Why does no one seem to care that the Big 12 is about to be destroyed?

Over the last few seasons -- in both football and basketball -- the Big 12 was one of the most competitive and entertaining conferences in the country. I mean, I was watching a Texas Tech-Oklahoma State football game like I was Ben Rothlisberger taking a look at the "menu" at a bar (although I might have had that over in that game... we'll have to check).

But out of all the conferences I would have liked to see go "bye-bye", the Big 12 would have been second-to-last on my list behind only the Big Ten. This isn't just a conference getting destroyed. We're talking about the possible disappearance of Oklahoma-Texas (they would have to continue the series during the non-conference season, right?), Oklahoma-Oklahoma State, Kansas-Missouri, e.t.c. Even if all these teams play each other in non-conference contests, it's not the same when the conference title is on the line. Hopefully they will all stay together in whatever super-conference they might go to, but what's wrong with the Big 12? Even if Nebraska and Colorado left, why can't it remain with just 10 teams?

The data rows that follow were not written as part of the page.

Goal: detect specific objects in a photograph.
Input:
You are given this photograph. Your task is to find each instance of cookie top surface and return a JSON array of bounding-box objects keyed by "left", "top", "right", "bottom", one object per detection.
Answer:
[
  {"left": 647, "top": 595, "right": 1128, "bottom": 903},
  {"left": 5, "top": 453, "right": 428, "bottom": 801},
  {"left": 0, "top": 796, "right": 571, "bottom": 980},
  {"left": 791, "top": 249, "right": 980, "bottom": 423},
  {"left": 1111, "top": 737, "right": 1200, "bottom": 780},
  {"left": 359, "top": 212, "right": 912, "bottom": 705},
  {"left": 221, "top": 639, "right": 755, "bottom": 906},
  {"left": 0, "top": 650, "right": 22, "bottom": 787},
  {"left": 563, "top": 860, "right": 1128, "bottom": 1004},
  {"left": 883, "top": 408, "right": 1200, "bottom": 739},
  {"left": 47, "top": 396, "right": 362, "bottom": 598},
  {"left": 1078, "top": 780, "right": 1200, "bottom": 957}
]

And here's a question no one is thinking about: What the hell is going to happen with Kansas basketball if the Jayhawks get left out of one of the major conferences? Are they just Memphis, then?

Half of the Big Ten just said to themselves, "Great, now we'll never win the Big Ten"

I don't get the feeling that any fans at Ohio State, Michigan, Penn State, Iowa and Wisconsin are really worried about the Cornhuskers, but what about the rest of the Big Ten? It's great to add a football program like Nebraska to the conference (and it was a unanimous vote), but if you're Northwestern, didn't your chances of ever returning to the Rose Bowl just get severely damaged?

Nebraska basketball: The bottom-feeder of the Big Ten

I talked to one Big Ten basketball player in the hours after the Nebraska news broke and I said to him, "Well, there's two more 'W's' for you every season."

He responded: "Yeah, no kidding"

Nebraska immediately comes into the Big Ten rivaling Northwestern for the title of worst basketball program in the conference. Doc Sadler took the Huskers to the NIT last year and is supposedly improving a historically horrible program, but moving into the Big Ten wasn't exactly the best move if he was trying to do that. Unlike the Big 12, there are few teams in the Big Ten you can pick on to grab a couple extra wins every season.

One Nebraska alum told me yesterday: "The crowd at my high school was better than at Husker basketball games."

Getting to Lincoln won't be easy for fans

Wisconsin is already trying to start a trophy game with Nebraska and considering it is one of the closest Big Ten schools to Lincoln, Neb. it seems like a good fit, but we are still talking about a 7.5 hour drive.

Only Minnesota and Iowa are closer to Nebraska than Wisconsin is, but that means eight other schools are even farther away. Fans at Northwestern, Illinois and Purdue could probably pull off the drive, but once we start talking about Indiana, Michigan, Michigan State, Ohio State and Penn State, we're talking about plane tickets.

Nebraska fans have to hate this, right?

I keep trying to put myself in the shoes of a Cornhusker fan right now and I'm struggling to think of positives from their point of view. Sure, the Big Ten is a major step up from the Big 12 North, but when you consider all the great football programs in the Big 12 South, it's pretty much a wash with the Big Ten.

So with the increased travel to places like Ohio State and Penn State, is it worth it? If you're a Cornhusker fan, your closest trip is to Iowa City, which is about a 4.5 hour drive. That's already a step up than your usual trips to Kansas, Kansas State and Iowa State.

On top of that you are leaving behind decades of great games with Texas, Oklahoma, Colorado, e.t.c and you're killing the progress of your basketball program.

On the plus side, Nebraska baseball has to be the best team in the Big Ten, right?

Just a few things to think about. I hope I wasn't a total buzz kill. We still love Nebraska.